Я был еще молод, еще запальчив, однако мог бы и догадаться, что, будь он таким неуязвимым, не посвятил бы себя профессии, почти утерявшей былое значение. Вот уже несколько десятилетий в нашей юстиции правила бал только презумпция виновности.
Всякие толки о том, что в процессе возможны полемика и состязательность, в сущности, были лишь данью традиции, утратившей какой-либо смысл.
И все же те, кто воспринимал адвокатуру как дело жизни, кто не был в ней холодным ремесленником, все понимая и все предвидя, по-прежнему уповали на логику, на римское право, на аргументы.
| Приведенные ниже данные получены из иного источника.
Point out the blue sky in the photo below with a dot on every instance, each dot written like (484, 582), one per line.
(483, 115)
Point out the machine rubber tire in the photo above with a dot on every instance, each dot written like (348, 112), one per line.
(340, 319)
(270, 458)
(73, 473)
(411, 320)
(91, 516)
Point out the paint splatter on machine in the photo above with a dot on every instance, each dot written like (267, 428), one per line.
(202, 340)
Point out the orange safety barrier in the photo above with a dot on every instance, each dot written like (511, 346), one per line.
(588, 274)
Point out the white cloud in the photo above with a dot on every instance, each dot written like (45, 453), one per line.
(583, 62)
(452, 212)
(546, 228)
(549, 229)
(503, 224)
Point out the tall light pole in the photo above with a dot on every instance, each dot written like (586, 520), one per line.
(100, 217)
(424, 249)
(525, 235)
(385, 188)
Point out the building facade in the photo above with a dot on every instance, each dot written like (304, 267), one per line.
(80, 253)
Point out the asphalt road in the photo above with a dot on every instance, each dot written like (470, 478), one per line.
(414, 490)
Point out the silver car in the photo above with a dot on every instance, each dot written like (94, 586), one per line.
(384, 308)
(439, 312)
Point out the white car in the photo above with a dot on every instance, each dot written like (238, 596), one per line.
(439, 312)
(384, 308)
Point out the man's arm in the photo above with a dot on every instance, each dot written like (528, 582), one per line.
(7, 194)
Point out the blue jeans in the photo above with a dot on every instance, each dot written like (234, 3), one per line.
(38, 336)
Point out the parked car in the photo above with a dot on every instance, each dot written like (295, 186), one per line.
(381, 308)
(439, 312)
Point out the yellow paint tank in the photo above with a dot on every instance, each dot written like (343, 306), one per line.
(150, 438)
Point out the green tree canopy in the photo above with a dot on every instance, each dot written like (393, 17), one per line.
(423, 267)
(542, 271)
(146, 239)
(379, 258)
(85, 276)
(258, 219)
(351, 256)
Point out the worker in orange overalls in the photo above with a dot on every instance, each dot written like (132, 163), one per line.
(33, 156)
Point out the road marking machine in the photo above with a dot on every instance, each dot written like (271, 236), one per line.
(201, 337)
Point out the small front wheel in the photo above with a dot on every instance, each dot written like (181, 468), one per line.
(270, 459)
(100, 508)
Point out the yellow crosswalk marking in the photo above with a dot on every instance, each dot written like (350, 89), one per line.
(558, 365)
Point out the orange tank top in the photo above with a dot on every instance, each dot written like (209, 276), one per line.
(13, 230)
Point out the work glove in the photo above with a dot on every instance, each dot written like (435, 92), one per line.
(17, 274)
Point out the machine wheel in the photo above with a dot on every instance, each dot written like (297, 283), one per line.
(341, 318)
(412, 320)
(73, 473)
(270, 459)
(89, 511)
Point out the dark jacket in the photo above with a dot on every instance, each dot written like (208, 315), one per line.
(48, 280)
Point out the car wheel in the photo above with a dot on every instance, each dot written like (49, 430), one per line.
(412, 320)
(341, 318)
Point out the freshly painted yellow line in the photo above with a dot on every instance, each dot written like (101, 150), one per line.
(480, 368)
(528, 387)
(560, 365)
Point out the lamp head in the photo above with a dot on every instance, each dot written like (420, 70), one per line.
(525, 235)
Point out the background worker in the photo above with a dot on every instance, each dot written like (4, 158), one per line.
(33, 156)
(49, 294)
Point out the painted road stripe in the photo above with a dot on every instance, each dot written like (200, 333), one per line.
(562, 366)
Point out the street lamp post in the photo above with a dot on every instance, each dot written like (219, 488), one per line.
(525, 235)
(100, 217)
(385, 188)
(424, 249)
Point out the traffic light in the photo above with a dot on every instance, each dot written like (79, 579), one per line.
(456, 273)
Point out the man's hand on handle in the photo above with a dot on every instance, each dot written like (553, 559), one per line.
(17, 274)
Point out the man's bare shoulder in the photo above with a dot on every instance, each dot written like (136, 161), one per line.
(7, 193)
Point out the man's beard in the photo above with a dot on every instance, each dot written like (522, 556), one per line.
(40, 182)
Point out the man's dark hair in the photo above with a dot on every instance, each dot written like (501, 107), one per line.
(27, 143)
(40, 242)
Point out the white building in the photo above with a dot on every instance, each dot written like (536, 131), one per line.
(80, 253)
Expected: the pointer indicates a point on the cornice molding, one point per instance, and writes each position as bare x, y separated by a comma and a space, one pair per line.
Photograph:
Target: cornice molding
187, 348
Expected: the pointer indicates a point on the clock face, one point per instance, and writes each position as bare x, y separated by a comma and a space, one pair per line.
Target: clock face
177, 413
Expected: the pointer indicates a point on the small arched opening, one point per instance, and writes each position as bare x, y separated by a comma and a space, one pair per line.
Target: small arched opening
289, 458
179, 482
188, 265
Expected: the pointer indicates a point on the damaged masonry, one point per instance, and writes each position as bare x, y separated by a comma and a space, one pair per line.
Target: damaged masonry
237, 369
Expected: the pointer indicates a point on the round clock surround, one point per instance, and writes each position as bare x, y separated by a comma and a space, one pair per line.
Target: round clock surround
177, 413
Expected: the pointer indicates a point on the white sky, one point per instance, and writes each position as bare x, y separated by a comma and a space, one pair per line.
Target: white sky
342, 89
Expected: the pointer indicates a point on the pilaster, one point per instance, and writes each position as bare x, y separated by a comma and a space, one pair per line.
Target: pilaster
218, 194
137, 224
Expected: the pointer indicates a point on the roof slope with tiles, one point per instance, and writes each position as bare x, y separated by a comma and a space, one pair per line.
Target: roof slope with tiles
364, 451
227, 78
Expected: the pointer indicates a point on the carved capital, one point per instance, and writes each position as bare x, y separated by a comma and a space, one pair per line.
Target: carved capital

Давно уже все переменилось на белом свете, давно уже не было ни той публики, ходившей в суды, словно в театры, ни златоустов, ни чутко им внимавших присяжных, но все еще славились имена Плевако, Спасовича, Карабчевского, почтительно вспоминали о чуде, которое сотворил Александров, – добился полного оправдания Веры Засулич, стрелявшей в Трепова.
Быть может, то ли на дне сознания, то ли в сердечной глубине живет потребность в подвиге духа, одолевающего материю, древняя детская мечта: «Пусть же хоть раз победит слабейший!».
Марсель Павлович не упускал возможности напоминать мне невзначай, между делом, о том, как он любит свою профессию, что он обязан ей даже тем, что не связал своей жизни с театром. «Я непременно бы угодил в этот колодец и утонул. При неумеренной возбудимости, которой меня наделили предки, я рисковал наделать глупостей. Непросто даже вообразить, сколь эфемерно и унизительно стало б мое существование. Но слава богам, мозгов хватило. В какой-то мере адвокатура мне заменила Мельпомену. Своеобразные подмостки. И тоже – с возможностью самовыразиться».
И вот однажды эта удавшаяся, прочно налаженная жизнь вдруг угрожающе накренилась.
Отлично помню мартовский день, когда неожиданно он позвонил, сказал мне, что «клубок обстоятельств» заставил его прибыть в столицу, а вскорости появился и сам.
Он резко, разительно изменился, стал не похож на себя самого. Вместо уверенного в себе розовощекого острослова я обнаружил совсем другого, перелицованного человека. Его вальяжный голос утратил баритональное звучание, послышались совсем незнакомые, высокие дребезжащие нотки. Но даже не засбоившая речь, больше всего меня поразила его виноватая улыбка.
Мало-помалу, с усилием, сбивчиво, он рассказал свою историю.
Была она связана не с бедою его очередного клиента, попавшего в жернова правосудия, а с крайне неординарной личностью, принадлежавшей судейскому корпусу.
Судьи, как правило, проходили проверенный неизменный маршрут, давно утрамбованную дорогу. Не отклоняясь и не сворачивая – от первой до последней ступеньки.